Some stats for my setup: Zones: 69 (including 1 dnssec enabled zone) Records: 1292 (The whole PostgreSQL database is less than 10 MiB in total...)

pdns_server logfile run through valgrind: https://paste.foxxx0.de/C87T/

pdns.conf: https://paste.foxxx0.de/jDZd/

Metronome URL: https://metronome1.powerdns.com/?server=pdns.foxxx0.auth&beginTime=-86400

[foxxx0]

Update after some more testing in the IRC channel:

Apparently this memleak might even be reprocued by continuously doing AXFR for the same zone. And this zone doesn't need to be dnssec secured.

Some first ideas in IRC were: This is caused by the SQL backends (I'm running PostgreSQL and another guy was able to reproduce this leak with MySQL).

If I understand the current procedure for AXFR correctly, a new SQL connection is opened upon each and every AXFR request. So maybe this is the actual source of the leak.

[foxxx0]

Just because I was curious and had no idea if it would have any influence whatsoever, I tried something:

Starting pdns_server with LD_PRELOAD=/usr/lib/libjemalloc.so fixes the leak.

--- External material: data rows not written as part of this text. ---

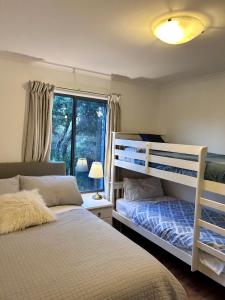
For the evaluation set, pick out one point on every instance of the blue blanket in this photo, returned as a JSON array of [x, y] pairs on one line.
[[173, 221]]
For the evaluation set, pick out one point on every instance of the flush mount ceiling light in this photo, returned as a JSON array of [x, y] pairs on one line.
[[177, 29]]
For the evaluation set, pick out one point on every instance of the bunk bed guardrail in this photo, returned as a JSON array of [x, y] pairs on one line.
[[146, 152]]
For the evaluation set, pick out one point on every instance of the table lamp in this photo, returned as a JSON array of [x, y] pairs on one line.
[[96, 172], [82, 165]]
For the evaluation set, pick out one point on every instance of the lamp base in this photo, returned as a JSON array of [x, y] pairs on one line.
[[97, 196]]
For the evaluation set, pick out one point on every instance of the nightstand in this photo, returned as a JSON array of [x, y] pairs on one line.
[[101, 208]]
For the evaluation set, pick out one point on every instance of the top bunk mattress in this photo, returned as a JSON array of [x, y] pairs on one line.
[[214, 171]]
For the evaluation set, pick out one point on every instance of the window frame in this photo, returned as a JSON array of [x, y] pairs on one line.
[[74, 98]]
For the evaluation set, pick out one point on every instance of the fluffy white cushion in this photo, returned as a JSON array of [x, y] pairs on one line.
[[55, 190], [9, 185], [139, 189], [23, 209]]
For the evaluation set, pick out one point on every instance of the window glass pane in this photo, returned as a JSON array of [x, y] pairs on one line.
[[80, 122], [90, 141], [61, 130]]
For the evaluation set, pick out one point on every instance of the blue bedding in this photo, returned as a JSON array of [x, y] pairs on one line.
[[173, 221]]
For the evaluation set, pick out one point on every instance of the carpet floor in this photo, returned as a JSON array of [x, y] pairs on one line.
[[197, 285]]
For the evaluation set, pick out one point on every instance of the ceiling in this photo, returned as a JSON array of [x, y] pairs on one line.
[[112, 36]]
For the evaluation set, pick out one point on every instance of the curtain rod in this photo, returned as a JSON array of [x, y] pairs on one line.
[[82, 91]]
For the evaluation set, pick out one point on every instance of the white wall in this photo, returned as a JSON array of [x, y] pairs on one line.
[[193, 112], [138, 105]]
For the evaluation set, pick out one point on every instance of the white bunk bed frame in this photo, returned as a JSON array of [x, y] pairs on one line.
[[200, 185]]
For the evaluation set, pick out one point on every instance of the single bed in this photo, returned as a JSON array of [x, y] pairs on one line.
[[78, 257], [173, 220]]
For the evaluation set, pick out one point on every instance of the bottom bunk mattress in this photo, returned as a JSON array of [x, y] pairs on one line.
[[80, 257], [173, 220]]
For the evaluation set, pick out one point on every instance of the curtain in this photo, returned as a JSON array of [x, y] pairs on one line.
[[113, 124], [37, 143]]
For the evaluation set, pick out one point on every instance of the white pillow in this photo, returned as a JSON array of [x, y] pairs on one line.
[[55, 190], [21, 210], [139, 189], [9, 185]]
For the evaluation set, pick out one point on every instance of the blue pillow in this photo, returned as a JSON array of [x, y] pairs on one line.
[[151, 138]]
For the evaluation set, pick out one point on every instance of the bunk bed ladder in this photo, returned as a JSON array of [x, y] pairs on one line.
[[197, 217], [112, 174]]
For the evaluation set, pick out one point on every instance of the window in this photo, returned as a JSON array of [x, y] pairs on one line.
[[78, 136]]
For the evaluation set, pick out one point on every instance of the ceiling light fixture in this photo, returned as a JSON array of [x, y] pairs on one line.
[[177, 29]]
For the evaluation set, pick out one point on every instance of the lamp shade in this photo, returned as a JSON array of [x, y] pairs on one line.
[[82, 165], [177, 29], [96, 170]]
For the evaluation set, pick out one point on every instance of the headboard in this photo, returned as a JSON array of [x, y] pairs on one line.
[[8, 170]]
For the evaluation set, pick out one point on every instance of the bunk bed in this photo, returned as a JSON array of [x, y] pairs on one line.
[[189, 165]]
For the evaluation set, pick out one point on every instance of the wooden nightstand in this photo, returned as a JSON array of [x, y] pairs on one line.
[[101, 208]]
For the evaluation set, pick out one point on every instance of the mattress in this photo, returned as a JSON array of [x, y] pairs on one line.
[[214, 171], [173, 221], [80, 257], [63, 208]]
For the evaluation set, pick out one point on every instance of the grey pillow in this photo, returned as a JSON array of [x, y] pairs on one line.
[[140, 189], [9, 185], [55, 190]]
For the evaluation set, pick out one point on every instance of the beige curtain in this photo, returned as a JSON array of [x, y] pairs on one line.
[[113, 124], [39, 122]]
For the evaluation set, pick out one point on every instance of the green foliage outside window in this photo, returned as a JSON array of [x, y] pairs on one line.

I have now run multiple thousand AXFR queries, without any significant increase in memory consumption (roughly 1 MiB with jemalloc compared to >40 MiB without jemalloc).

Now I leave it up to the pros to make some sense out of that :)

[foxxx0]

AXFR stresstest using jemalloc:

And the same stresstest using the default libc allocator:

I think you can spot the difference quite easily.

[foxxx0]

That might be interesting: https://www.zerotier.com/blog/2017-05-05-theleak.shtml

[rgacogne]

For the record, it looks like it's a bug in glibc's 2.26 per-thread cache:

• https://sourceware.org/bugzilla/show_bug.cgi?id=22111
• https://sourceware.org/git/?p=glibc.git;a=commit;h=1e26d35193efbb29239c710a4c46a64708643320

[foxxx0]

I have successfully confirmed that a glibc version including that commit indeed fixes the leak completely.

Thanks to all for your cooperation and explanations over in oftc#powerdns!